Category C – Declaration Required Firearms includes semi-automatic rifles, single-shot or multi-shot long rifles, and other firearms with characteristics differing from Category B firearms.

Note: Categories B and C have virtually identical possession and authorization requirements, as all non-prohibited firearms require a license.

Suppressors are restricted for civilian use; their import and manufacture have been prohibited since 2010, but previously acquired suppressors may be possessed with mandatory declaration.
5.56×45mm NATO caliber firearms are prohibited, while .223 Remington caliber are permitted; 7.62×51mm NATO caliber firearms are prohibited, while .308 Winchester caliber are permitted.

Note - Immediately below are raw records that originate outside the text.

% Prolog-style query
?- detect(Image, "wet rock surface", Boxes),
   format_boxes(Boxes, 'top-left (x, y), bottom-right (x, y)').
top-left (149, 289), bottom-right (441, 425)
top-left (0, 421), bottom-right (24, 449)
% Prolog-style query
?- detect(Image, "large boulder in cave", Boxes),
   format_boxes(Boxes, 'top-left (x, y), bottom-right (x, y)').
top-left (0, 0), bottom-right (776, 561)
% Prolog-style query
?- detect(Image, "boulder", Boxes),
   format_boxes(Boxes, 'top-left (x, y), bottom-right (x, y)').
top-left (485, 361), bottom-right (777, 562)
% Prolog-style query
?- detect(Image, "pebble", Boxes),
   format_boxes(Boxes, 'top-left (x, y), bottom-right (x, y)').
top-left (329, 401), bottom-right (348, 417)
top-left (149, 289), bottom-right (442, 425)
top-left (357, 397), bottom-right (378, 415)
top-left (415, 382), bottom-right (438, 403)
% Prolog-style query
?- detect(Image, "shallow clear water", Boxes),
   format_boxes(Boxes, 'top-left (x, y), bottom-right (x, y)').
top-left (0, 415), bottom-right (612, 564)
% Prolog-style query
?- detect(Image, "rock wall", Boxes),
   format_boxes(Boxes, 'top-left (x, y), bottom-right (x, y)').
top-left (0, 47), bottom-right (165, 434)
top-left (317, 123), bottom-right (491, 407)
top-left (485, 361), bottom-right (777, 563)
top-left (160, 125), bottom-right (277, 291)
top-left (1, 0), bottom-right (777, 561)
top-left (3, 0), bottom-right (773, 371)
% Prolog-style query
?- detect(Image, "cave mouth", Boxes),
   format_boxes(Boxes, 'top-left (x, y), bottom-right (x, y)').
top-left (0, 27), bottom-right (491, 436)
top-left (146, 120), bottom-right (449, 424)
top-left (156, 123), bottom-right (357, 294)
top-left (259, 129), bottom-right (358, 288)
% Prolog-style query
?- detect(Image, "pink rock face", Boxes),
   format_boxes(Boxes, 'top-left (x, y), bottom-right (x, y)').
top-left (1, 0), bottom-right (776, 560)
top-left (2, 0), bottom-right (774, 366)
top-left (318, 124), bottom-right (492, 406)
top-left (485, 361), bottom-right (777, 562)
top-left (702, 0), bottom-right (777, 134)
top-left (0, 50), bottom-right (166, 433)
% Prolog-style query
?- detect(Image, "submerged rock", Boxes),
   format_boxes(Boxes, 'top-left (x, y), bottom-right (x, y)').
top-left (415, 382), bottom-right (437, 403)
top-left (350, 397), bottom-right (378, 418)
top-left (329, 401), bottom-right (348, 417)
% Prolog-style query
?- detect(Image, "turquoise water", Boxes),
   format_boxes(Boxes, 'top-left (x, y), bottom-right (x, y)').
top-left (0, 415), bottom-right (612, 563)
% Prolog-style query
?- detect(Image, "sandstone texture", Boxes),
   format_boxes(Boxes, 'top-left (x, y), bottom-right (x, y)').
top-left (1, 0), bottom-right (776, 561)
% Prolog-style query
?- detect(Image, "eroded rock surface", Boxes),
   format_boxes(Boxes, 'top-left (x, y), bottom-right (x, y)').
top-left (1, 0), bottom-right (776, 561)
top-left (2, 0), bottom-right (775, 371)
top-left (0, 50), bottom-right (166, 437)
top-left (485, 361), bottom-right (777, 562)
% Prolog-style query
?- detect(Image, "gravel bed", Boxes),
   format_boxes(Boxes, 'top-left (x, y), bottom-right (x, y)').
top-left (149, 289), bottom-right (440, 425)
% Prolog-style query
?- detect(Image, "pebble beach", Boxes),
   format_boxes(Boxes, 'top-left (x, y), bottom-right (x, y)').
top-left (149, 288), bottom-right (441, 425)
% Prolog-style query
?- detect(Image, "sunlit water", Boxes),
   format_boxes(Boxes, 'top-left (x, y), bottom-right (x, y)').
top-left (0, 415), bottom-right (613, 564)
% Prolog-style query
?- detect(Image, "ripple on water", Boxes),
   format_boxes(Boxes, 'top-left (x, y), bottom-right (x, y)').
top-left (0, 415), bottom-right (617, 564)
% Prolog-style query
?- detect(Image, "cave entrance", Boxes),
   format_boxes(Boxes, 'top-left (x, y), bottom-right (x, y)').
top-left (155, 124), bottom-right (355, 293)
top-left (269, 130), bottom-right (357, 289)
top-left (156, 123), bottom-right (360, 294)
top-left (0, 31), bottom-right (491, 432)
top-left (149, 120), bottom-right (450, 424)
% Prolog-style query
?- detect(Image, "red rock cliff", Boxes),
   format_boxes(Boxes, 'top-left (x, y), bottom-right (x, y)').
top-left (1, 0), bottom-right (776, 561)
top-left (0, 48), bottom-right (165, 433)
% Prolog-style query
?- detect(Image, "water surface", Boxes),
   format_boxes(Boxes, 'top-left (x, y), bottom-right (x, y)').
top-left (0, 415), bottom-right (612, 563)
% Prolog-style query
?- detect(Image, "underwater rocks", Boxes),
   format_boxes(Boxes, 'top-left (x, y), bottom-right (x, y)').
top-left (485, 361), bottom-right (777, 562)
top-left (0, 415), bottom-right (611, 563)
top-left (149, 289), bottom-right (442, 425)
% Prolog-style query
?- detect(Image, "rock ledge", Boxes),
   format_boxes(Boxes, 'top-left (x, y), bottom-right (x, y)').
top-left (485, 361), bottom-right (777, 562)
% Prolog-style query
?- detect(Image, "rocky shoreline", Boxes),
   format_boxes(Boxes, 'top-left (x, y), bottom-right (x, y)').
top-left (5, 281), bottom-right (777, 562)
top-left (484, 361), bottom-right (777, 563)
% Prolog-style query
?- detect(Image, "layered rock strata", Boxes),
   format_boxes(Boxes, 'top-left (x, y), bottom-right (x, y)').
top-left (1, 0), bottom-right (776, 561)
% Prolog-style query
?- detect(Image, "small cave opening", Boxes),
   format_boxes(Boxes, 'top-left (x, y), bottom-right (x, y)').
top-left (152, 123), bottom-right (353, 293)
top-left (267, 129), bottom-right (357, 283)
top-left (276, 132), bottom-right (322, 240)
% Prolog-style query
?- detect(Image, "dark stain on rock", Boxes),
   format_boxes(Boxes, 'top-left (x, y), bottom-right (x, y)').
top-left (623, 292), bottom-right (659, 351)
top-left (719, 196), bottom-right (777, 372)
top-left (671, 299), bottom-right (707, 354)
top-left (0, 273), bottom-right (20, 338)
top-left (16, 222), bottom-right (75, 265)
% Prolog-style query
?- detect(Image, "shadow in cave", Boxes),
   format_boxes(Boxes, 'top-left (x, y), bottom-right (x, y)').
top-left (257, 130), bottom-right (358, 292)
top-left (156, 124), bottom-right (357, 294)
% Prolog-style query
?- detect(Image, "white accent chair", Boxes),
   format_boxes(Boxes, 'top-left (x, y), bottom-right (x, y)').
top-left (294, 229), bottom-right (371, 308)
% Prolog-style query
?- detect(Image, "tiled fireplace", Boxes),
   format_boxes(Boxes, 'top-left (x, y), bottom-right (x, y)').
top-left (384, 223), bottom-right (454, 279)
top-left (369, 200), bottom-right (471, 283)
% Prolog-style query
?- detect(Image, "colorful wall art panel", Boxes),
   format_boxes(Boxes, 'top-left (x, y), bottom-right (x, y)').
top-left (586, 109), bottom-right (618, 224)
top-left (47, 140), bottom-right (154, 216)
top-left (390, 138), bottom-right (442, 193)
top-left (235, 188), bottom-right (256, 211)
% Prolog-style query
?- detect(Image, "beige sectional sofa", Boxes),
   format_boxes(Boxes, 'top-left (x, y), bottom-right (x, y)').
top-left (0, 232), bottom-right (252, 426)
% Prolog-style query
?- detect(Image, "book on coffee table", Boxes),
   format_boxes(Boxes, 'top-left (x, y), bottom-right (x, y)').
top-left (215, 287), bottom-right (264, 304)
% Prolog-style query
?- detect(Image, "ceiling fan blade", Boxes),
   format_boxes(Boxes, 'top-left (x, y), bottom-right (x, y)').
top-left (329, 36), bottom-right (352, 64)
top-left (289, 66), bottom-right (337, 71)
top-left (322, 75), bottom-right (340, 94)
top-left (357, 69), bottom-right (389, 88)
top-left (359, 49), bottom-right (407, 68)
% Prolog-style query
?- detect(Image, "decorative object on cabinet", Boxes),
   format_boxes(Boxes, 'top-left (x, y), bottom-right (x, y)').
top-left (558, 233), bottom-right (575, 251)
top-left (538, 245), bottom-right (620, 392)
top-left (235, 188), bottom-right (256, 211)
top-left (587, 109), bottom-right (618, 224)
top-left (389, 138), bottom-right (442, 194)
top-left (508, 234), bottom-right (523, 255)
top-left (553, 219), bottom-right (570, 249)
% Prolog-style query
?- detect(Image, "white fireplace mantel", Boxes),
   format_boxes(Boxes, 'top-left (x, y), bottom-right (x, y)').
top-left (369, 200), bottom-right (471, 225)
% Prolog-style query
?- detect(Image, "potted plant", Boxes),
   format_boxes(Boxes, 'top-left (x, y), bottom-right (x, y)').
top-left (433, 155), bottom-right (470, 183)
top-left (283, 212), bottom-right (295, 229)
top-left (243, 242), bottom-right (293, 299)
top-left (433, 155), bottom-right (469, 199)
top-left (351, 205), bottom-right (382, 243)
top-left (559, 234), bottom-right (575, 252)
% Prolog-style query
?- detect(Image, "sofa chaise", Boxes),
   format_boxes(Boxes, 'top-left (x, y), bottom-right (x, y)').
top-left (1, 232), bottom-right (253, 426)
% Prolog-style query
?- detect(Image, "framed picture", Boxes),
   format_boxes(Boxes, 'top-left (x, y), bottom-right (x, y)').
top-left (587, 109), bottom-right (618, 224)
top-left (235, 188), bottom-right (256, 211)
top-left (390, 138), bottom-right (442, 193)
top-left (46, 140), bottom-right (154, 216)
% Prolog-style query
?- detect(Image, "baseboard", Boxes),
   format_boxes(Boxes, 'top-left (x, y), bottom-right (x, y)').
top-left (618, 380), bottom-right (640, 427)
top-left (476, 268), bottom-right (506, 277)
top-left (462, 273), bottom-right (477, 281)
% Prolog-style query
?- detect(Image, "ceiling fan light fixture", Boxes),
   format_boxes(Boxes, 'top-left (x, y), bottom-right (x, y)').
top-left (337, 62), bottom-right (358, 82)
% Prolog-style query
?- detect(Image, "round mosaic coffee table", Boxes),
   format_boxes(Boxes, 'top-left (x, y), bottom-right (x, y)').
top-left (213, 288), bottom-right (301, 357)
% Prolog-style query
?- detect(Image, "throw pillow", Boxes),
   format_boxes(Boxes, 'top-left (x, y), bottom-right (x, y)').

Magazines themselves are not subject to tracking or mandatory declaration unless they exceed 20 rounds for pistols or 10 rounds for rifles, in which case declaration to authorities is required.
Specific regulations limit the quantities of ammunition and firearms that may be possessed.
Italian regulations also extend to airguns, imposing limitations, requirements, and licensing for possession and carry, specifically for airguns exceeding 7.5 Joules of muzzle energy, which are classified as firearms.